Cryptocurrency and token offerings present a regulatory paradox. The Securities and Exchange Commission contends that in various circumstances many cryptocurrency and token offerings constitute “securities” that must comply with securities laws. See generally R. Schwinger, “Blockchain Law: SEC Takes Aim at Digital Tokens and Smart Contracts,” 1/18/19 N.Y.L.J.; see also Framework for “Investment Contract” Analysis of Digital Assets (S.E.C. April 3, 2019). Yet the SEC has also suggested that a digital asset that was “originally offered in a securities offering” possibly could “be later sold in a manner that does not constitute an offering of a security,” and that “the analysis of whether something is a security is not static and does not strictly inhere to the instrument.” See W. Hinman, Dir., SEC Div. of Corp. Fin., Speech, Digital Asset Transactions: When Howey Met Gary (Plastic) (June 14, 2018) (contending that in present circumstances Bitcoin and Ether are not “securities”); CFTC Rel. No. 8051-19 (Oct. 10, 2019) (CFTC chairman characterizing Bitcoin and Ether as “commodities”). But how and when can a cryptocurrency or token offering transform from a security into a commodity or something else that is not subject to the securities laws?

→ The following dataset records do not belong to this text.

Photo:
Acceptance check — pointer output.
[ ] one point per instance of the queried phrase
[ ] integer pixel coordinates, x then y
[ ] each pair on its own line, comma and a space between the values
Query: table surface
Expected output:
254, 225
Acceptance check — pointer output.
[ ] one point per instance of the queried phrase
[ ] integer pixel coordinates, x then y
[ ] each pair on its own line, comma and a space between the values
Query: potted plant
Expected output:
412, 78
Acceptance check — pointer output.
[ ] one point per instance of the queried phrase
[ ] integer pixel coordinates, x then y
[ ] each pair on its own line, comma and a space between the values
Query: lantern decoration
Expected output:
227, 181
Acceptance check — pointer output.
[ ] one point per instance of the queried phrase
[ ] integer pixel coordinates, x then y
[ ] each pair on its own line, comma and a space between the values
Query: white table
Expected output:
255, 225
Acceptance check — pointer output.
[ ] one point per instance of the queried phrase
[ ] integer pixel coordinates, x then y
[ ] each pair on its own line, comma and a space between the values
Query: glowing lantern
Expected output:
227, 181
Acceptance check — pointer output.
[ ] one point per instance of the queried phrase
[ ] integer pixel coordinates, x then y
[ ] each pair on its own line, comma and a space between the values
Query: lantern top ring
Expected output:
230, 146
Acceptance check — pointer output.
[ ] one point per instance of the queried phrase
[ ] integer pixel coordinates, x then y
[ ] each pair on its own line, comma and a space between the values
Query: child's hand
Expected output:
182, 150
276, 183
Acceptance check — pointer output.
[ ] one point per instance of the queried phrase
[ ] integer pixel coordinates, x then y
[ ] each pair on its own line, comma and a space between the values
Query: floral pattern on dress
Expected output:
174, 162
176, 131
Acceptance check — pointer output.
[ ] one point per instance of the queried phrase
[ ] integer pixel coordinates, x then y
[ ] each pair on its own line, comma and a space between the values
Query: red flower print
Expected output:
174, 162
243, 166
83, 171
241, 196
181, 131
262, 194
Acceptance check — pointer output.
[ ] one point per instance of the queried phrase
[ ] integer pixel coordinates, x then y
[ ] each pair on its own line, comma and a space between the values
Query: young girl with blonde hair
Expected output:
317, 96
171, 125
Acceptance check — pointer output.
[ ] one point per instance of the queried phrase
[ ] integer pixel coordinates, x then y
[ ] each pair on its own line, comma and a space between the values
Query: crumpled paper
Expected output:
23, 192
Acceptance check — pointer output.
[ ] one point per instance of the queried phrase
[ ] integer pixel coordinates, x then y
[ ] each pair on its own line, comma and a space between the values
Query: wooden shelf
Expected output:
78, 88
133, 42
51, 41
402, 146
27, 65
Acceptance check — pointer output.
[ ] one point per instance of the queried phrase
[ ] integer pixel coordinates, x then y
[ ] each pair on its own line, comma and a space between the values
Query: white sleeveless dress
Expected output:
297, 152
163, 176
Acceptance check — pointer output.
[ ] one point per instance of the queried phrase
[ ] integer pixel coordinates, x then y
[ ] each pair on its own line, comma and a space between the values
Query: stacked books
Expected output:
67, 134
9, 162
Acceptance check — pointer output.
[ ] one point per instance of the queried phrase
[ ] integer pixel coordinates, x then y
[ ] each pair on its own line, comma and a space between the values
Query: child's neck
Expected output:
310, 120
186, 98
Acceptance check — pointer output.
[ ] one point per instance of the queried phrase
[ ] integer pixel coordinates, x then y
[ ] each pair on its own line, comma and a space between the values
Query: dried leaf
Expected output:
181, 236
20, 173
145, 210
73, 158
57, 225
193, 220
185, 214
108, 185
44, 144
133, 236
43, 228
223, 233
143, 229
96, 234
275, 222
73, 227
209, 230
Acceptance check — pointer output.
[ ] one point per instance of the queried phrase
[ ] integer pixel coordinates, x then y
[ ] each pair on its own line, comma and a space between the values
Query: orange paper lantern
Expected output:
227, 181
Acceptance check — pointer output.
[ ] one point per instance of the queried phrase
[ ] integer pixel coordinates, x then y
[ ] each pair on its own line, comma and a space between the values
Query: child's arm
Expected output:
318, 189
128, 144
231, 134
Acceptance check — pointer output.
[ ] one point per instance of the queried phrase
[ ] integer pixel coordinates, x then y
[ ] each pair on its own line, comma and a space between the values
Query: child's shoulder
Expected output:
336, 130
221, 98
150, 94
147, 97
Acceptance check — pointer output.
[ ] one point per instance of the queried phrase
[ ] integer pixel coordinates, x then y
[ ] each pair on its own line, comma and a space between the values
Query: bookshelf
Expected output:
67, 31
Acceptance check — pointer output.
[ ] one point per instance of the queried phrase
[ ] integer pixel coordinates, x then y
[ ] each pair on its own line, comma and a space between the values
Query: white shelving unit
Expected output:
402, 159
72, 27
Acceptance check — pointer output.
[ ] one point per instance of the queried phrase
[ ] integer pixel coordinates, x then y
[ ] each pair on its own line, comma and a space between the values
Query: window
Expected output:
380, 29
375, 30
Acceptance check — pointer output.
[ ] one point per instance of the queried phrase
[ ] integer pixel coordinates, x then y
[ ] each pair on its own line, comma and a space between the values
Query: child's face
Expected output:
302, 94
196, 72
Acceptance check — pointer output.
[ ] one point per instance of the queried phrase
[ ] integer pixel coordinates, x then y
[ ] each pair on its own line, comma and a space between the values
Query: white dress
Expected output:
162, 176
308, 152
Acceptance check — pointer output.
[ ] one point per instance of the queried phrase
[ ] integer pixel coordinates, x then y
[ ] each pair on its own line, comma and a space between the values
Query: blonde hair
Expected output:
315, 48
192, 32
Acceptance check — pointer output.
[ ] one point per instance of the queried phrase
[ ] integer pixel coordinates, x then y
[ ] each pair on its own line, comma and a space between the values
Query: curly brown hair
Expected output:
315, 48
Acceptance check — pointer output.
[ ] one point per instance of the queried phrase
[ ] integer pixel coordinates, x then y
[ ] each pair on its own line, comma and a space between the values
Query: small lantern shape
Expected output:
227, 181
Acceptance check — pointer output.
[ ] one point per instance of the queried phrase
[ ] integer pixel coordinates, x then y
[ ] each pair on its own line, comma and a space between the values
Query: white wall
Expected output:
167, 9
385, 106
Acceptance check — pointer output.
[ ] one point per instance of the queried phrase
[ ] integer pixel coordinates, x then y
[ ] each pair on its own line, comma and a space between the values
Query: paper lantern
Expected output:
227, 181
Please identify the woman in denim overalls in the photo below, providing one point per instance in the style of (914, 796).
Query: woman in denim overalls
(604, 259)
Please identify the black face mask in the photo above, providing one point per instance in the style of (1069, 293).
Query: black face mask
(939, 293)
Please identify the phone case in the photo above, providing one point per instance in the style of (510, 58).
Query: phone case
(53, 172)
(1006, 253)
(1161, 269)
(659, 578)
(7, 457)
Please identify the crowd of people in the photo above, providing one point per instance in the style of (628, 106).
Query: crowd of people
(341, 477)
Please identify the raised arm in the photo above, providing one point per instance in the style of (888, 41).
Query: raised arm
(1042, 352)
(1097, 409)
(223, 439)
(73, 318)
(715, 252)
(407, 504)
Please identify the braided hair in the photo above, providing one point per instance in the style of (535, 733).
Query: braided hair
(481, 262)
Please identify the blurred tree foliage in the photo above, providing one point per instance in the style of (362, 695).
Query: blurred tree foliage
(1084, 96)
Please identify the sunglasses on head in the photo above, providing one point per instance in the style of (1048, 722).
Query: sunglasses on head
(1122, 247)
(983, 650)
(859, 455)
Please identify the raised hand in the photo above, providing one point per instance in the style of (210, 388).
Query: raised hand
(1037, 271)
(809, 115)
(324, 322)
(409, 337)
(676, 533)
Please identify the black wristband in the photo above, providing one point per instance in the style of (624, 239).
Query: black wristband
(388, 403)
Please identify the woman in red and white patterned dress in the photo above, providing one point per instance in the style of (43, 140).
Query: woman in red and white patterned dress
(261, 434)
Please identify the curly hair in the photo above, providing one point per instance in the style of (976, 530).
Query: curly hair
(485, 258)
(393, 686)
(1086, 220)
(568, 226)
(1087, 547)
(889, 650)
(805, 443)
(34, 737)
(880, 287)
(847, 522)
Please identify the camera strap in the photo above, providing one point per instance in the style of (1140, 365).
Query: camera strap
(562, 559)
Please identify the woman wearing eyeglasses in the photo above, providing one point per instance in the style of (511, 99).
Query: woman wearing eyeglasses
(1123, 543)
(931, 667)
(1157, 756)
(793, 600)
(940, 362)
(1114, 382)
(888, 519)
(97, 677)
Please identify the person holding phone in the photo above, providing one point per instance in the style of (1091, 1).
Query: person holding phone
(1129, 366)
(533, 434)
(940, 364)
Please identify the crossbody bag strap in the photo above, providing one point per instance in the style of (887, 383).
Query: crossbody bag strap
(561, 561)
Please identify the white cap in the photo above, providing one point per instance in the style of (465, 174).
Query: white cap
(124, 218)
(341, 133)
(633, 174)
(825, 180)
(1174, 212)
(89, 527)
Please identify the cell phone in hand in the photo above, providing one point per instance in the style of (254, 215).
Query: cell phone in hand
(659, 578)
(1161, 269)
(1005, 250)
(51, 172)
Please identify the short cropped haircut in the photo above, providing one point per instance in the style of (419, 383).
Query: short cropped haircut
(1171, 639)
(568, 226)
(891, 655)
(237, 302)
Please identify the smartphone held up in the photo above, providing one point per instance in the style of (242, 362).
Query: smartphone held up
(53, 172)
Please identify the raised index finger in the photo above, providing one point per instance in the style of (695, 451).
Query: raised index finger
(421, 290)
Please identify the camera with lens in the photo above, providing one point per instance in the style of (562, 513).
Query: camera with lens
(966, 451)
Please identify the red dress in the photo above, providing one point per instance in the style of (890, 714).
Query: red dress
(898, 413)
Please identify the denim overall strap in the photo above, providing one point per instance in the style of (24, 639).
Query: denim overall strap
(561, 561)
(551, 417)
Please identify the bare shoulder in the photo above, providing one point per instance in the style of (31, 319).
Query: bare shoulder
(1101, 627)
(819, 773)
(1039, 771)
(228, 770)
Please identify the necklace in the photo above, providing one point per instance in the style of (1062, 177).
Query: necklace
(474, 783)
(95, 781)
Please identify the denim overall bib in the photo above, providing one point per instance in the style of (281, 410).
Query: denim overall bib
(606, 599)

One approach that some issuers have tried in order to avoid or minimize having to face securities law requirements is to use so-called “simple agreements for future tokens” or SAFTs. SAFTs are instruments that at a later stage are intended to convert into digital tokens, usually upon completion and launch of a functional blockchain network in which the tokens will have a utilitarian purpose. SAFTs are typically issued to sophisticated investors before the network in which the tokens are to be used is operational.